Cyrus' disapproval from before was not present as Laskt gave his response. He still disagreed, quite vehemently in fact. But this time, there was confidence in the reply, passion as Laskt spoke. Cyrus did not mind if others disagreed with him, so long as they were willing to show conviction in their beliefs.
"You say that this common soldier embodies the hero, but I think to attribute this word to him does the man quite a tremendous disservice. H does not fight for glory, his struggle is entirely selfless. Yet you would call him a hero nonetheless, compare him to figures such as, to use your own example, the classical English knight.
"We need only look at those most defining images of these knights to bring this into question, Mr. Matiche. The greatest knight of England, Sir Gawain, was an icon of chivalrous ideals, perhaps second only to Sir Lancelot. But, seeing as Lancelot was a Frenchman, we will put him aside for now. Gawain, despite his status, was a man renowned for his temper, his proclivity toward violence as a solution. He struck down the Green Knight in an act of anger, slew his fellow knights for defending the virtue of Lancelot. In the end, his furious tendencies were every bit as key in the fall of Camelot as the actions of Lancelot or Mordred.

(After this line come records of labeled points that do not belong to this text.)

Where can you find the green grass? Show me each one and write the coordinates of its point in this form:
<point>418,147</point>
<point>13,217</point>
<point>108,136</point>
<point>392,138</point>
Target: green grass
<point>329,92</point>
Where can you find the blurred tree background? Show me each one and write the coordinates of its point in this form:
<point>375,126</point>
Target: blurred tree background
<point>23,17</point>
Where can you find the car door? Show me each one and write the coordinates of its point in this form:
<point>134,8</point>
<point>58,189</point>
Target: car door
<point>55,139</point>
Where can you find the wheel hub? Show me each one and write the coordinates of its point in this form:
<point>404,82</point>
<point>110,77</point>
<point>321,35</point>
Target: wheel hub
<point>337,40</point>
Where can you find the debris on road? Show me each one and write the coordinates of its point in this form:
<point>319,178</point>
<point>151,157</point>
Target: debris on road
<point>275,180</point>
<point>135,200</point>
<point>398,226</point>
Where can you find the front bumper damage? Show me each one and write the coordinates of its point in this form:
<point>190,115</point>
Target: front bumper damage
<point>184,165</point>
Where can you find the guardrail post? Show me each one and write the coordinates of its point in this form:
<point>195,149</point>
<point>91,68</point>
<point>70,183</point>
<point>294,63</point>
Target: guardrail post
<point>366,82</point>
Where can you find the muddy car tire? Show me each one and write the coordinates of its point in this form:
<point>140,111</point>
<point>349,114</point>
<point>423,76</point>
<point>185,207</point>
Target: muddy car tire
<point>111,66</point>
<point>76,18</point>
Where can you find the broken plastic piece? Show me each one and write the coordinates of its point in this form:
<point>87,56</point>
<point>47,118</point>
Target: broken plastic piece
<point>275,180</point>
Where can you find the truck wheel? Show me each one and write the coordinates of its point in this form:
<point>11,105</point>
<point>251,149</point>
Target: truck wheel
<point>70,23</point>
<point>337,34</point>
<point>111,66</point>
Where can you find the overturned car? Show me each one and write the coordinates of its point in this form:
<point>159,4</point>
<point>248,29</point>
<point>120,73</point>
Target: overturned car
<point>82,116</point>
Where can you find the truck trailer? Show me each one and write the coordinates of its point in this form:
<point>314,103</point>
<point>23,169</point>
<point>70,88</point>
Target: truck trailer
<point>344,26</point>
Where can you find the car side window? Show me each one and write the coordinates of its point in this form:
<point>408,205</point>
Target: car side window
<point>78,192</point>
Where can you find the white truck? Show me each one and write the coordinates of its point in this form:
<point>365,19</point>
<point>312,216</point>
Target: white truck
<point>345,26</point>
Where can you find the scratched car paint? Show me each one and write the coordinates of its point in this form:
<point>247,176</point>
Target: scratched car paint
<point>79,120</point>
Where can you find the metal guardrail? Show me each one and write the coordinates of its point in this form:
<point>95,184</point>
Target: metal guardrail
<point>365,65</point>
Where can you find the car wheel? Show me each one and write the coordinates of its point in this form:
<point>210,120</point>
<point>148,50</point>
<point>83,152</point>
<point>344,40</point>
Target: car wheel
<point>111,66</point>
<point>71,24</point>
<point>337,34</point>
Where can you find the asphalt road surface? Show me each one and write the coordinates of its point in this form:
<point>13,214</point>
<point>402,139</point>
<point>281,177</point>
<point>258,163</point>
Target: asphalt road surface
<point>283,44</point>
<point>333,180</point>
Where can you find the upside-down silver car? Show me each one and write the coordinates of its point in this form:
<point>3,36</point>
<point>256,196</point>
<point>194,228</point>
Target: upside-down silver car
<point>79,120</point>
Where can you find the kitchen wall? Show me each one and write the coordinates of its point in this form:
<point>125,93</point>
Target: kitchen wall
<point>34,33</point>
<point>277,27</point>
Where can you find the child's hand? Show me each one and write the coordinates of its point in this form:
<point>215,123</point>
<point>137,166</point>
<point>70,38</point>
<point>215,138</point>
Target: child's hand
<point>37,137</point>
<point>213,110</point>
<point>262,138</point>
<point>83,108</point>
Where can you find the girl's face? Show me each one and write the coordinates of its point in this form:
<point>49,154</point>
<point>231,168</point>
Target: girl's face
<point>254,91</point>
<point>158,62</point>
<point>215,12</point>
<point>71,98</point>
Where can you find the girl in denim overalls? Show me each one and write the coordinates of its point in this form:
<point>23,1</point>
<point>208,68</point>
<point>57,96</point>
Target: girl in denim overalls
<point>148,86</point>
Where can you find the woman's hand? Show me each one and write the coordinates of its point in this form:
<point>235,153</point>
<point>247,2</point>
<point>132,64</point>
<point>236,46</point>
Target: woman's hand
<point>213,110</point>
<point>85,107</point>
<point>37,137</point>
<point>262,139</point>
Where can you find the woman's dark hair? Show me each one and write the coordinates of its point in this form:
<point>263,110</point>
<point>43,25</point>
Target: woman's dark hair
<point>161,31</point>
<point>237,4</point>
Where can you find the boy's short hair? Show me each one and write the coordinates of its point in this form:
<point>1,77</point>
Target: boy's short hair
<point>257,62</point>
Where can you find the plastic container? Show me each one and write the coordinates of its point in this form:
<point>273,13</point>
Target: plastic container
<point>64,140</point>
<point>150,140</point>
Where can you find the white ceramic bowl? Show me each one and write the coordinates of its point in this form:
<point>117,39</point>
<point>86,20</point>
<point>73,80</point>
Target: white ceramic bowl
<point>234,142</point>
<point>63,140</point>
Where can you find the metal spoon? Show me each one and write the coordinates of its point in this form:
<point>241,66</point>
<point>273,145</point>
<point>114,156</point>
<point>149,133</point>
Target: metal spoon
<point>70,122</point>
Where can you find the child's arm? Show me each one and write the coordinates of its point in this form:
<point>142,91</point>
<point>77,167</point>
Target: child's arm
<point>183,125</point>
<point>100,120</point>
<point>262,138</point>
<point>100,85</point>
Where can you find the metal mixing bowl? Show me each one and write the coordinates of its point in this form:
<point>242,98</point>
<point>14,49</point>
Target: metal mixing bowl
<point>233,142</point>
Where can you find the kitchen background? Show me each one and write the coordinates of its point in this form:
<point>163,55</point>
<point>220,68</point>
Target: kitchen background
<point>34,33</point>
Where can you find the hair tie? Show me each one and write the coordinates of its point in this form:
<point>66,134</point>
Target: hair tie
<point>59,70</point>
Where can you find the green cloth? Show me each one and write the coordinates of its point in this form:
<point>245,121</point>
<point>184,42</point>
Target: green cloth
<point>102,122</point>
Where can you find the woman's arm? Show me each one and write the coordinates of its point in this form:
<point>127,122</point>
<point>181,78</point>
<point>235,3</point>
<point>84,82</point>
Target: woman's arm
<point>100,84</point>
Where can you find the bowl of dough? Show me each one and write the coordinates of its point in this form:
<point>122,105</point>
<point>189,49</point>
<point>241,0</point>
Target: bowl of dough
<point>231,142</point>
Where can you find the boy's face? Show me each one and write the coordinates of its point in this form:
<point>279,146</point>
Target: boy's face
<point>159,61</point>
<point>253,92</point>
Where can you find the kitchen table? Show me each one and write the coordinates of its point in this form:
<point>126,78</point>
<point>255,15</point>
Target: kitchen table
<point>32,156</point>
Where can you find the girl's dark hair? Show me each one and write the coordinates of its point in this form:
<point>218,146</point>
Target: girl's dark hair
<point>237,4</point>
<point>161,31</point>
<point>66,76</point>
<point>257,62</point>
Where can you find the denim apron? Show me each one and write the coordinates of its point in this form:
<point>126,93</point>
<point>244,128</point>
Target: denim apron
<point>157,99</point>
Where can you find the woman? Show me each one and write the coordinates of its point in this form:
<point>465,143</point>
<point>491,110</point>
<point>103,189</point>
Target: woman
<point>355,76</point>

"The hero is an ideal, something more than human. You are wholly correct that each of these cultures have had different ideas of what makes a hero, yet among all of them has been a unifying thread. Their stories are passed down, made greater than what mere men could accomplish, and it is in this that they gain their glory. Even if they do not seek it for themselves, this glorification is what defines them. It is what makes them a hero
, not merely a respectable member of society."
He was rather enjoying this discourse now, and despite the immense physical pain it brought him, Cyrus tapped into his divinity for the briefest of moments, simply to create a small table, a hot pot of tea, and two cups. They did not materialize out of anything in particular, but simply came into existence in a single moment. If one blinked, they might think it had always been there. He poured a cup for himself, and one for the vizard, though he did not demand that his company actually drink.
"Would you, Mr. Matiche, deign to place those noble men and women, who sacrifice even their lives for a cause which might never acknowledge them, within the same category as Gawain? Do you think such a comparison does them any justice?"